Аргументация его вкратце такова. Вообще, в целом развитие человечества идет не к коммунизму, а, наоборот, начинаясь с первобытного коммунизма, все более от него отходит, личность все менее зависит от общины, все более предоставляется собственным силам. В современную эпоху замечается возрождение коммунистических идей, но это вовсе не зависит от особенностей современного производства. Это зависит от ненормального усиления государственности и централизации. Но, допуская на минуту такое объяснение, мы не можем не спросить г-на Демолена, отчего же стала развиваться идея государственности и централизации? Ответ получается крайне странный. Г-н Демолен возлагает вину этого на Людовика XIV [30] (как в одной статье такую же вину возлагал в Германии на Фридриха Великого [31]). Это он развратил дворянство, оторвал его от земледелия и приучил жить службой, то есть “на счет общества”. Это существование “на счет общества”, так сказать “коммунистическое”, произвело на дворянство то действие, какое всегда производит коммунизм, то есть сделало его беспечным, ленивым и неподвижным. Поэтому оно было низвергнуто третьим сословием. Но, захватив власть дворянства, буржуазия пошла по следам его в любви к жизни на счет государства, развила чиновничество и не устает создавать новые места, чтобы жить на жалованье. Эта “коммунистическая” жизнь деморализирует буржуазию еще шире, нежели дворянство; она выпускает из рук роль руководителя и теперь оказывается перед четвертым сословием в том же положении, в каком 100-150 лет назад было дворянство пред нею самой. Четвертое сословие является с претензией на власть, но уже распространяет на весь народ идею проживания на счет государства. Вот источник современного коммунизма. Вот болезнь, от которой нужно лечить Францию... но не весь культурный мир, так как некоторые части его, а именно страны англосаксонской расы, ею не заражены.
Ставя такой диагноз, г-н Демолен относится к государству с чрезвычайной враждой. В одной статье своей (вне собеседования 21 мая) он даже признает здоровыми анархические идеи свободы и отрицания государства (порицая анархистов только за социалистические тенденции). Человек должен надеяться только на самого себя, должен жить своим трудом, искусством, усилиями; если ему нужно сотрудничество других людей, пусть складывается свободная ассоциация, точнее, союз, опирающийся опять же только на свои собственные силы. О государстве г-н Демолен не может вспомнить без желчи и раздражения.
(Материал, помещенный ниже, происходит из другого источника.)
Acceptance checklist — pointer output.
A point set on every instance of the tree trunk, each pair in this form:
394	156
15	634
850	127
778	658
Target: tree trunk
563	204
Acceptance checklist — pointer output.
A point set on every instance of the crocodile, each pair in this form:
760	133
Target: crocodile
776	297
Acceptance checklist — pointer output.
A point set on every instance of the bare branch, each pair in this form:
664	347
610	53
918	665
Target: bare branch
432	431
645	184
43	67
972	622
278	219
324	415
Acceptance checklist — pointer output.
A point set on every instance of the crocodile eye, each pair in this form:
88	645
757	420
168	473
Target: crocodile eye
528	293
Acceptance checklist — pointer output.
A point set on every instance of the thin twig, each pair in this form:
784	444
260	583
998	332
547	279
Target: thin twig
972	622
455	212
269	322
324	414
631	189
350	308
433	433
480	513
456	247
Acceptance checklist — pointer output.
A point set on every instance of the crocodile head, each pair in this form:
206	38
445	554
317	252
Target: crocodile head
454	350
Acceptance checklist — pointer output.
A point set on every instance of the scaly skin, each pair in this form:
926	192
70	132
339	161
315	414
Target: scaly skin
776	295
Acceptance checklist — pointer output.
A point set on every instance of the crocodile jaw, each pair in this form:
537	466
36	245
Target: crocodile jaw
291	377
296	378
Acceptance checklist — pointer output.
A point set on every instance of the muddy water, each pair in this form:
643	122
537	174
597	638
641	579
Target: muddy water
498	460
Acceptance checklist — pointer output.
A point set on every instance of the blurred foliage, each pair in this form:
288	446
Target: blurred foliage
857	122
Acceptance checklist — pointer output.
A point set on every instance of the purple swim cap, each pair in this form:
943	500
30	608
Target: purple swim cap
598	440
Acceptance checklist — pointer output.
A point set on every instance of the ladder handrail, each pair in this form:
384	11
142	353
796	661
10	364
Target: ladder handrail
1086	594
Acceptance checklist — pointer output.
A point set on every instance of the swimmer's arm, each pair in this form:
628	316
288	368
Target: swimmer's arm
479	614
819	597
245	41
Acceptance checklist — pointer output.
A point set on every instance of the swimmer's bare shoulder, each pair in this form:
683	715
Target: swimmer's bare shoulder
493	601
У него не проскальзывает ни тени допущения, чтобы государство было на что-нибудь нужно, для чего-нибудь полезно. Буржуазная школа политической экономии отводит государству, по крайней мере, полицейскую роль охранителя свободы договора, свободы труда и неприкосновенности собственности. Г-н Демолен не упоминает даже и о такой роли государства. Его партикуляризм, его идеал полной обособленности отдельных лиц и их свободных союзов доходит до какой-то анархической утопичности...
Можно ли, однако, быть столь близоруким? Ну, допустим, что есть эти миллионы энергичных, инициативных, “здоровых” лиц и групп... Где же, однако, общество? Чем связываются эти лица и группы, чем ставятся границы их взаимной борьбе? Оставаясь на почве политической экономии, мы спрашиваем: разве нынче связь между отдельными отраслями производства, между отдельными фабриками много меньше, нежели между различными отделениями одной и той же фабрики? Отдельная фабрика функционирует под управлением умного патрона, хозяина. Прекрасно. Но как же оставить без патрона, без некоторого хозяина совокупность этих фабрик? Партикуляризм не просто ошибочен, а утопичен тем, что не принимает в расчет действительности. Он требует обособленности и независимости того, что в действительности вовсе не обособлено, а связано тысячью нитей. Он понимает необходимость разума, и именно единого разума, для одной фабрики. Но как не понимать, что такой же объединяющий и соглашающий разум нужен и на пункте соприкосновения, содействия или борьбы десятков тысяч отдельных производственных ячеек?